The joke’s on them. Don’t the Saudis know that massive border fences do nothing to enhance domestic security and are, in fact, counterproductive? Well, I guess they’ll find out soon enough.
According to reports, the Saudi Kingdom is fed up with defending against ISIS raiding parties that routinely cross over the Iraqi border. In order to stave off these assaults, the Saudis are going to build a massive, 600-mile long border fence across the length of the country’s border with Iraq.
But that’s not all. The fence will be double layered with a concertina wire barrier in no man’s land. It will be equipped with underground movement sensors and fiber optic cables which are connected directly to authorities in Riyadh. On the Saudi side of the fence, 240 rapid response vehicles will patrol the border along with helicopters that will support those manning the 38 communications towers and 32 military response stations strategically placed along the fence.
Unfortunately for the Saudis, they seem unaware of the cultural baggage associated with erecting a border fence.
In Up Against the Wall: Re-imagining the U.S.-Mexico Border, authors Edward Casey and Mary Watkins unpack the social stigmas associated with constructing barriers.
Quoting the political scientist Wendy Brown, author of the 2010 book Walled States, Waning Sovereignty, Casey and Watkins make the intellectual argument against self-defense.
Brown also argues that walls function as “national psychic defenses, as prophylactics against confrontation with our own ills or as projections onto others” (ibid., II4-115). They apply a “political-economic logic that converts the “poor, the colonized, and the exploited” into aggressors. To place obsessive attention on to supposed dangers at its borders diverts attention from the dangers within a society. In addition, such walls act to undermine a sense of being at home in the world. For the migrant, anxieties arise from displacement, exclusion, and insecurity, from being seen as a criminal intruder; for the citizen, the mentality of walls feeds a sense of oneself as in need of protection from external and internal threats, fostering, “a subjectivity that is defensive, parochial, nationalistic and militarized.”
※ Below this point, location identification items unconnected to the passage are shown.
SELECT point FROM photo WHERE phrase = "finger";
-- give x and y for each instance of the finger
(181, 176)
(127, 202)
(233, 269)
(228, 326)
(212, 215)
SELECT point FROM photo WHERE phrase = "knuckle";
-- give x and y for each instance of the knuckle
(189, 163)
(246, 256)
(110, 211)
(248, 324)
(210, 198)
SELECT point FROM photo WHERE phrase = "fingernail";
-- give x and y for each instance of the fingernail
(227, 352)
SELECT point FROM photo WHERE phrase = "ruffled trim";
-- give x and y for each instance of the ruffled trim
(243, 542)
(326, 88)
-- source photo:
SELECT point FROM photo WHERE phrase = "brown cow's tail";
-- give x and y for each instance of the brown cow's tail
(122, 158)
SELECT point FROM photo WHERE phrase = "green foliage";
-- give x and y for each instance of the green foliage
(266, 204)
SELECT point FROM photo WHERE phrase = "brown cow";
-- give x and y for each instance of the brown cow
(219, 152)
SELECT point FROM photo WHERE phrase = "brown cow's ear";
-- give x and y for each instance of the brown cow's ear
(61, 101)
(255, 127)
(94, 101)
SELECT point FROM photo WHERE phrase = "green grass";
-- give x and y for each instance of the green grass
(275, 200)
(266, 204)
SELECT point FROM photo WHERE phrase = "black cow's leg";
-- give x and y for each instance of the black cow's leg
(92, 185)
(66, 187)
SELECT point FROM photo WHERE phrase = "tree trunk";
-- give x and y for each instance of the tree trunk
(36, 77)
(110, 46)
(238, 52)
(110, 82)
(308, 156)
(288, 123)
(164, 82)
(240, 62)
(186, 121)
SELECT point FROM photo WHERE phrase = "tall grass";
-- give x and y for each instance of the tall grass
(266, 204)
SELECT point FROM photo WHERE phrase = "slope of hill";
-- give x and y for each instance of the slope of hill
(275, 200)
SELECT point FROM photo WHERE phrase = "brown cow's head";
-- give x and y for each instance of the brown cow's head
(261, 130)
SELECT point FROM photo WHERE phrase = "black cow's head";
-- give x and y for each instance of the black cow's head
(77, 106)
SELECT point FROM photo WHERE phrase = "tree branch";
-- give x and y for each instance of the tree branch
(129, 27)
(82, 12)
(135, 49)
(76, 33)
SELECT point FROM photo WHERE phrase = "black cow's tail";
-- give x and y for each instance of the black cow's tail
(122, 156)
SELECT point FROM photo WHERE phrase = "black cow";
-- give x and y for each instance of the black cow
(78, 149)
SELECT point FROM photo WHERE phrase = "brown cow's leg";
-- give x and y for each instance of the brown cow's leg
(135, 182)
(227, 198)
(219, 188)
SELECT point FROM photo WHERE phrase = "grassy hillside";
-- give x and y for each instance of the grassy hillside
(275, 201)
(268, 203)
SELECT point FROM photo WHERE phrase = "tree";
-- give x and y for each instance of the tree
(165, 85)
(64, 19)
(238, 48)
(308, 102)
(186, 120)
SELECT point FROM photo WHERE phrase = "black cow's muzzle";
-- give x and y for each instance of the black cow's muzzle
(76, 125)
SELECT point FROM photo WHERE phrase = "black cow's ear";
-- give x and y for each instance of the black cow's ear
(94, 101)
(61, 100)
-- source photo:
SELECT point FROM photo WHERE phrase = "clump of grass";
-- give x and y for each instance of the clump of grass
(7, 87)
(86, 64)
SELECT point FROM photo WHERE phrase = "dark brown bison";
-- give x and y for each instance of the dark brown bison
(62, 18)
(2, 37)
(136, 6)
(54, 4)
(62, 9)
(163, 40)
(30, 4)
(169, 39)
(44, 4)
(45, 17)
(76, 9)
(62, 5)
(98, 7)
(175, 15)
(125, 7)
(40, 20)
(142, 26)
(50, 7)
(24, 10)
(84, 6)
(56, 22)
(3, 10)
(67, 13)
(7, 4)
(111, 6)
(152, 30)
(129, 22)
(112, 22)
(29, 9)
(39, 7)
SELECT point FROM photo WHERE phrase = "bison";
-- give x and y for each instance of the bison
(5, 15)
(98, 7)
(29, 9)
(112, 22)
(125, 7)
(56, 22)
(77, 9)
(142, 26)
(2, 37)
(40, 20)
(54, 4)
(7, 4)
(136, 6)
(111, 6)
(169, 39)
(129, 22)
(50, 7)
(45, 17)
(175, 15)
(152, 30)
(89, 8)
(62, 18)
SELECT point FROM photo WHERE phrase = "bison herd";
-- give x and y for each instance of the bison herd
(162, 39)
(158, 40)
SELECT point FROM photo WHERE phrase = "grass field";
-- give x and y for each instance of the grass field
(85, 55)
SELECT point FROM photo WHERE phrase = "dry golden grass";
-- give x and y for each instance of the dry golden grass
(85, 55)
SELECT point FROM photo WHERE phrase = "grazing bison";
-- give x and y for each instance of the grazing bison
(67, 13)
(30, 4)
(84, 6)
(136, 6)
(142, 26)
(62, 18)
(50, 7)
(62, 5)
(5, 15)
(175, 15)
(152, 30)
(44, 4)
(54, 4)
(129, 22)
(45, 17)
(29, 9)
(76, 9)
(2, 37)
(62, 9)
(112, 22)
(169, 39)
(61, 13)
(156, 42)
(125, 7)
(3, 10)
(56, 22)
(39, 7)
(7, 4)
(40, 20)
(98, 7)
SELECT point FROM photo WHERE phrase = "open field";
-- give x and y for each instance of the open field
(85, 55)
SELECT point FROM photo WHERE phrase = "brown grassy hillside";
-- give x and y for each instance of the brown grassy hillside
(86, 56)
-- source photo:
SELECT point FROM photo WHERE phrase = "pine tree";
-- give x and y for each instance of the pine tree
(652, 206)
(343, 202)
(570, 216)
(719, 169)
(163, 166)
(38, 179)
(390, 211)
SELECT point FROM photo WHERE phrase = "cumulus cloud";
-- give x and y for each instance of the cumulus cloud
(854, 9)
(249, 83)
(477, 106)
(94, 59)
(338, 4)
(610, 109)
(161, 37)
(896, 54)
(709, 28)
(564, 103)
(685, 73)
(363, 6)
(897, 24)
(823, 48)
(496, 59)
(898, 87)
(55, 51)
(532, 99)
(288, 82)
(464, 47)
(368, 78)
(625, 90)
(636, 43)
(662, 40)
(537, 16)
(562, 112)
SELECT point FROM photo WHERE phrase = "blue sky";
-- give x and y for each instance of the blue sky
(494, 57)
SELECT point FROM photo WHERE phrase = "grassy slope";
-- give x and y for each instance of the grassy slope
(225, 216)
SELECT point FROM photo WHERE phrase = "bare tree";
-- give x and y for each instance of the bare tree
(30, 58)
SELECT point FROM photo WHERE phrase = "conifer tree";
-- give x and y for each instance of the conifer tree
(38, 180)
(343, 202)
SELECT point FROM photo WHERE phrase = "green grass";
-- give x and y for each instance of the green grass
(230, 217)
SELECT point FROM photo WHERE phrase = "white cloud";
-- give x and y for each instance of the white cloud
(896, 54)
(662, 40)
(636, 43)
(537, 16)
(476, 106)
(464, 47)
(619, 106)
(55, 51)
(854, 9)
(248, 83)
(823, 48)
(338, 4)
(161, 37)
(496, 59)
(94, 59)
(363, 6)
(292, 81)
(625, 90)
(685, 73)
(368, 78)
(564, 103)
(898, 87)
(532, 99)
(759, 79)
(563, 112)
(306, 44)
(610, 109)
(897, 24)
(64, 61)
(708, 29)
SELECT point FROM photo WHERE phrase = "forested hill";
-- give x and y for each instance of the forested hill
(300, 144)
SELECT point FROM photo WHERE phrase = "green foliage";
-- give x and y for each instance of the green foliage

Only someone many hundreds of miles from a dangerous border could write these words, but they are resonant within the academic establishment. For the Saudis, all the lamentations of the professorial class don’t matter one bit when the alternative is an unsecured border with an army of unspeakable brutes on the other side.
Of course, these academicians were not talking about Saudi Arabia. They were talking about the United States, and would perhaps be loath to hold the Saudis to the same standard they hold Americans. Not due to chauvinism, of course, but the “othering” to which the Arab world has been subject by Orientalizing Westerners for generations. Or some other similar nonsense.
All the professorial ruminations in the world cannot undo the simple truth that walls work.